The Decision to Verify: How Warmth and User Characteristics Shape Reliance on Conversational Agents for Information Search
Pith reviewed 2026-06-29 10:04 UTC · model grok-4.3
The pith
Reliance on conversational AI persists even when web search is available for checking answers.
A machine-rendered reading of the paper's core claim, the machinery that carries it, and where it could break.
Core claim
In a mixed-subjects experiment, participants answered questions with either a warm or neutral chatbot and could optionally use web search to verify. Reliance on the chatbot persisted despite the verification option. Verification behavior was driven by user characteristics such as prior trust, resulting in some participants fact-checking consistently and others rarely doing so.
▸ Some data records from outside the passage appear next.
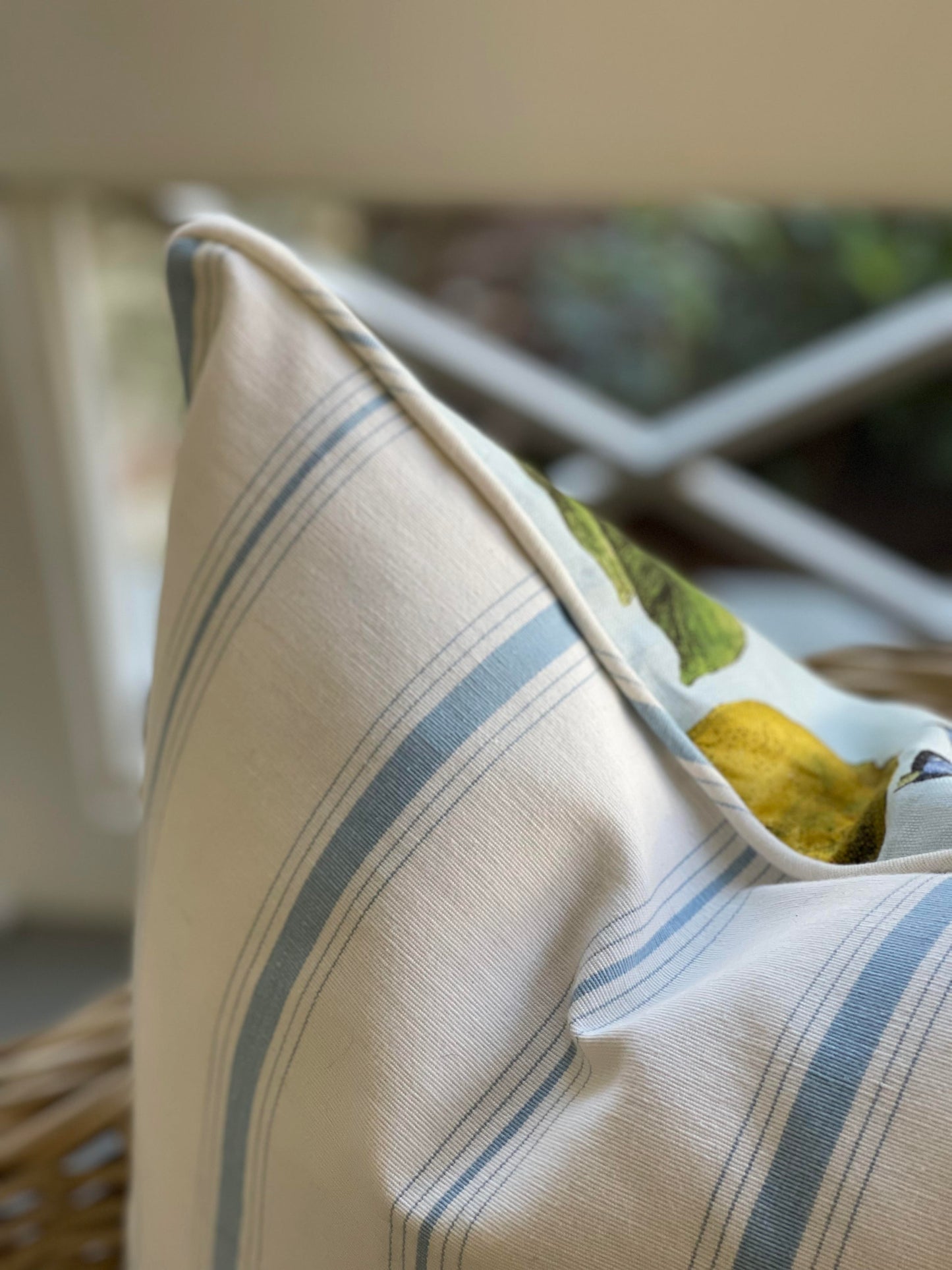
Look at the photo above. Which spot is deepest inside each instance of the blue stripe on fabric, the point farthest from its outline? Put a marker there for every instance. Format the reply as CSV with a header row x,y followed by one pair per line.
x,y
491,738
891,1116
181,282
603,977
626,937
501,1138
739,900
875,1101
225,533
777,1222
287,490
516,1160
414,763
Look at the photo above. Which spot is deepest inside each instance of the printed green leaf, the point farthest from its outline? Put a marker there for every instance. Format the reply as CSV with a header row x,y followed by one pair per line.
x,y
705,634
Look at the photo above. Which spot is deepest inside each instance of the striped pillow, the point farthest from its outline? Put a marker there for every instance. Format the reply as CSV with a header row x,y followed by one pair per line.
x,y
505,902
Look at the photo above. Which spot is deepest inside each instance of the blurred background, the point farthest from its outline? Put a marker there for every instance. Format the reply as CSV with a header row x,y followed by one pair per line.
x,y
719,241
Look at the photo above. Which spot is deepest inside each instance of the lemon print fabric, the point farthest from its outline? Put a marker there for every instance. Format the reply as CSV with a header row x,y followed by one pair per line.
x,y
797,786
705,635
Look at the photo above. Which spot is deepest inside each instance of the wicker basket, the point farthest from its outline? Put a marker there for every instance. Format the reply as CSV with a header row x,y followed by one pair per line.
x,y
64,1132
65,1093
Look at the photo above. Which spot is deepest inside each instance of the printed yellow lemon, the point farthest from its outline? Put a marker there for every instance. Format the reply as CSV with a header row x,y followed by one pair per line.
x,y
796,785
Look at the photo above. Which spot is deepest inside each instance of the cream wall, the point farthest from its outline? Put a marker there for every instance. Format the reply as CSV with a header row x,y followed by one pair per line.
x,y
553,100
52,861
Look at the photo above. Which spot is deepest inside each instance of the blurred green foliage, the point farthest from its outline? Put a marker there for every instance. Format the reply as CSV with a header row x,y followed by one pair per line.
x,y
653,306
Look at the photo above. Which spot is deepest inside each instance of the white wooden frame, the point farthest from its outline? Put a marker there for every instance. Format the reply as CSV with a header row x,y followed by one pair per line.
x,y
678,461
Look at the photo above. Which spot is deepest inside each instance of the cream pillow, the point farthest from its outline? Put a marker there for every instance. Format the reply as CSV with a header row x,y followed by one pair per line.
x,y
505,902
Warm conversational style had an indirect effect by increasing agreement with incorrect chatbot responses. Consulting additional AI sources predicted higher accuracy, but traditional web search did not.
What carries the argument
Mixed-subjects experiment tracking verification decisions and reliance when participants can choose between chatbot answers and web search, with conversational warmth manipulated and user traits measured as predictors.
If this is right
- Reliance on AI answers remains high even in hybrid setups that combine conversational agents with web search.
- Verification behavior is predicted more by stable user perceptions like prior trust than by properties of the specific answer.
- Warm conversational style increases the likelihood of accepting incorrect information.
- Consulting additional AI sources is associated with higher answer accuracy.
- Traditional web search does not show the same association with improved accuracy.
Where Pith is reading between the lines
- Designers could personalize verification prompts based on measured user trust levels rather than applying them uniformly.
- Warmth in chatbots may require counterbalancing mechanisms to limit error acceptance in information tasks.
- The user-dependent pattern of verification could appear in other AI tools that offer multiple information sources.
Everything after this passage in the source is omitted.